The island is accessible by a ferry that makes two daily round trips between Nakada Port and Unten Port in Nakijin Village, which is located North of Nago on Okinawa's main island. The ferry trip takes approximately one hour. Izena also has an airfield, though daily service to the island by airplane was halted in 2007.

The island's topography features a row of mountains spanning from the northwest to the southeast of the island, with generally flat, arable land covering the remainder. The island has several sandy beaches and designated camping areas with bathroom facilities. The view of Izena's rocky southern coastline is well known as one of Japan's best, with the rock formations 'Umi Gitara' and 'Agi Gitara' dramatically rising from the land and sea.

Izena's main crops are sugar and the edible seaweed mozuku, but there are also several rice paddies, livestock farms, and a cattle breeding facility. From December through April, sugar is harvested and processed at a refinery on the island before being exported. There is an awamori distillery in Izena Village that produces several varieties of the beverage.
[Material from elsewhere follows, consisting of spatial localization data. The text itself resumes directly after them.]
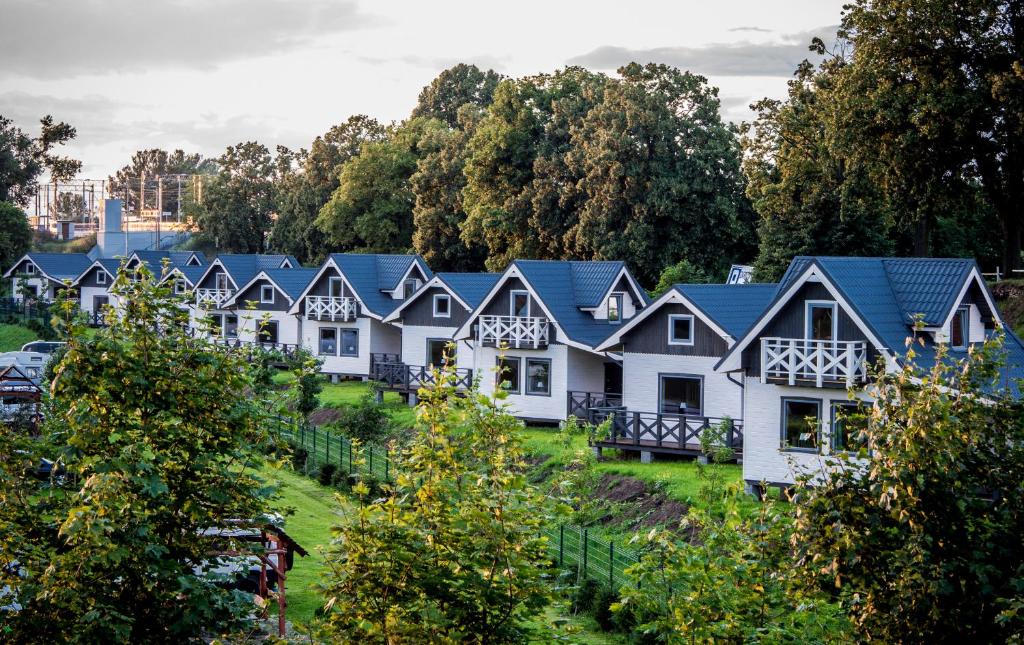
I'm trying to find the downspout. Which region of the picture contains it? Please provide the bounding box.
[726,369,745,426]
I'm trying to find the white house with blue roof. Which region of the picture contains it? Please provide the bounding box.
[4,252,93,301]
[191,254,299,339]
[380,272,501,396]
[592,283,777,459]
[288,253,431,378]
[222,267,318,350]
[715,256,1024,494]
[454,260,649,423]
[73,258,123,316]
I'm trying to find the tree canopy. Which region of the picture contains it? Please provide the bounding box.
[0,114,80,206]
[107,148,216,215]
Commerce on the island is limited to a small grocery store, gas station, farmer's market, and building supply store that are operated by Japan's Central Union of Agricultural Cooperatives, several other independently owned convenience stores, restaurants, and bars in each of the island's 5 villages, and several hotels along the beach and in the island's center. There is a scuba diving shop in Nakada Village open in the summer that provides equipment and tours.
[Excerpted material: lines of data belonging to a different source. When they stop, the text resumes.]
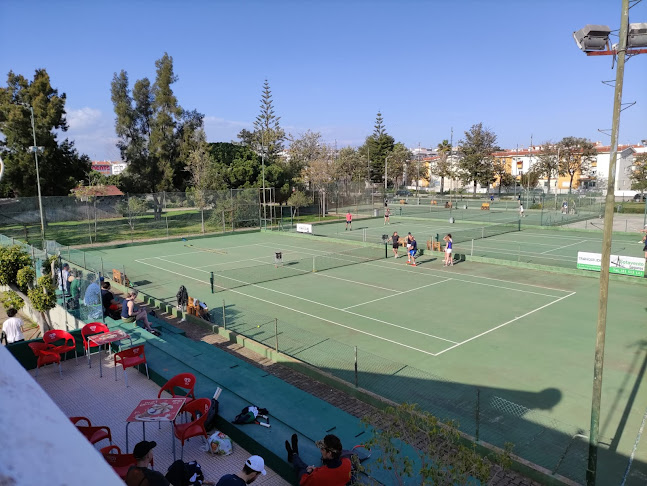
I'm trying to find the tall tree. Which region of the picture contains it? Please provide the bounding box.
[629,153,647,194]
[557,136,596,193]
[458,123,499,196]
[386,143,411,189]
[533,142,560,194]
[432,139,453,194]
[359,112,395,183]
[491,158,510,197]
[111,53,203,218]
[0,69,90,197]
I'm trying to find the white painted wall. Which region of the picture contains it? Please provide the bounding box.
[0,346,123,485]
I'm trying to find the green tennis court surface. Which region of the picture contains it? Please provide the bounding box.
[85,230,647,484]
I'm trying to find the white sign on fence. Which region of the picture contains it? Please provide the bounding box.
[296,223,313,234]
[577,251,645,277]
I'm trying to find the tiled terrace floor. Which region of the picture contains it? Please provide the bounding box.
[34,351,291,486]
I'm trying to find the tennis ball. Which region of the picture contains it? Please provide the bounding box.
[257,325,260,328]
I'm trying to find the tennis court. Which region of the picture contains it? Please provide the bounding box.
[83,230,647,484]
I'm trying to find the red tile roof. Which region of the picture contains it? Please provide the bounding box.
[71,185,124,197]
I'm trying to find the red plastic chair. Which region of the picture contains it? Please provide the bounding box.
[70,416,112,446]
[173,397,210,460]
[114,345,149,387]
[100,445,137,479]
[81,322,109,365]
[43,329,78,364]
[158,372,197,427]
[28,342,62,379]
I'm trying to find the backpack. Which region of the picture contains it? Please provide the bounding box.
[232,406,270,427]
[176,285,188,308]
[165,460,205,486]
[204,397,220,431]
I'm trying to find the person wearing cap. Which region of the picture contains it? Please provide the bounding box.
[216,455,266,485]
[284,433,351,486]
[125,441,170,486]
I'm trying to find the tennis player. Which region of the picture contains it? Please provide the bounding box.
[407,235,418,266]
[345,211,352,231]
[384,207,391,225]
[405,232,413,263]
[443,234,453,266]
[519,203,525,218]
[389,231,400,258]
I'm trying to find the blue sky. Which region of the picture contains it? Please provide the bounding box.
[1,0,645,160]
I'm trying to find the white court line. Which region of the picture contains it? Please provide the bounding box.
[135,259,439,356]
[539,240,586,255]
[257,241,569,296]
[342,279,451,310]
[434,292,577,356]
[147,257,458,344]
[138,241,262,260]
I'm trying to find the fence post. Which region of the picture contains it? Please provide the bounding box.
[166,216,169,237]
[471,239,474,257]
[274,318,279,353]
[101,257,105,277]
[222,210,225,233]
[222,300,226,329]
[83,252,87,270]
[67,246,71,261]
[354,346,358,388]
[475,388,481,441]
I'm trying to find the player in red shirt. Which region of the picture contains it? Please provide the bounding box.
[285,434,351,486]
[345,211,352,231]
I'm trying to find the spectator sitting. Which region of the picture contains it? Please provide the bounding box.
[83,274,103,319]
[285,434,351,486]
[2,309,25,344]
[101,281,122,319]
[216,455,266,485]
[121,289,158,334]
[125,441,170,486]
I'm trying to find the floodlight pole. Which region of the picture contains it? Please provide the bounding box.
[27,105,46,242]
[586,0,629,484]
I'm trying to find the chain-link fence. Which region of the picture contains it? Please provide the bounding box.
[204,300,593,484]
[0,189,263,247]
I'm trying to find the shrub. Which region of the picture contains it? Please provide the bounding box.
[0,290,25,312]
[28,275,57,313]
[0,245,32,286]
[16,266,36,292]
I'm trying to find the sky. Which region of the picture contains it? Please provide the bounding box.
[1,0,646,161]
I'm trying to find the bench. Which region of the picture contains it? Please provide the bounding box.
[112,269,130,287]
[481,203,490,210]
[426,240,443,252]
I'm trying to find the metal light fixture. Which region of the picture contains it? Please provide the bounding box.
[627,22,647,48]
[573,24,611,51]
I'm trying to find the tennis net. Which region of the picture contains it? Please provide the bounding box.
[213,243,387,292]
[443,220,521,245]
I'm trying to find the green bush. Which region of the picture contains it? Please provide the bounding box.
[616,203,645,214]
[0,245,32,286]
[0,290,25,312]
[530,203,542,210]
[16,266,36,292]
[27,275,57,313]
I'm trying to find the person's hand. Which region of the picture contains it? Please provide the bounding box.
[306,466,315,474]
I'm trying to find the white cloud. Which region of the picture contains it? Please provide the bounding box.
[64,107,119,160]
[67,107,102,130]
[203,115,251,143]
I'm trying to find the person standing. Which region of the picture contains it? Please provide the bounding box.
[519,203,525,218]
[641,225,647,259]
[345,211,352,231]
[389,231,400,258]
[405,232,413,264]
[443,234,453,266]
[216,455,266,485]
[384,207,391,225]
[408,235,418,266]
[2,309,24,344]
[83,274,103,319]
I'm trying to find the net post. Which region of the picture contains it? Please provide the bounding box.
[312,256,316,273]
[354,346,358,388]
[471,239,474,256]
[475,388,481,442]
[518,244,521,262]
[274,318,279,353]
[384,242,387,259]
[518,219,521,232]
[222,300,226,329]
[210,271,214,293]
[481,227,484,239]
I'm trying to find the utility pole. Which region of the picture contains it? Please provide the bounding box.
[449,128,453,203]
[587,0,628,483]
[528,135,533,209]
[416,142,421,195]
[26,104,46,243]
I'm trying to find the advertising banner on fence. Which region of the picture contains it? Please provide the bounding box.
[296,223,313,234]
[577,251,645,277]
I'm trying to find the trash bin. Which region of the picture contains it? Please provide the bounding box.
[449,217,455,224]
[463,204,468,210]
[373,209,380,217]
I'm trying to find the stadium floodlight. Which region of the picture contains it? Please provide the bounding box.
[627,22,647,48]
[573,24,611,51]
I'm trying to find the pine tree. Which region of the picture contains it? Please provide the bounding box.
[360,111,395,183]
There are a kindergarten, junior high school and elementary school, all located near the center of the island and serving all five villages. After graduating from junior high school, students must move to mainland Okinawa if they wish to attend high school. In the sense that they no longer live together, the island's youth become independent from their parents at 15 years old. As of 2010, the average size of each grade is 20 students.

Izena Island hosts an annual triathlon, the Izena 88 (2 km swim + 66 km bike + 20 km run) in the Autumn, participation of which (in 2007) was numbered at around 830. There is also a kids' triathlon for island residents on the day preceding the main race.

Izena is one of only a handful of places in Okinawa that was not ravaged by American and Japanese military forces during World War II. Though bombing caused approximately 50 civilian deaths on Iheya Island, Izena's close neighbor to the North. When American Marines landed on Izena during the night of June 23, 1945, they encountered no hostile defenses or enemy combatants and left shortly thereafter.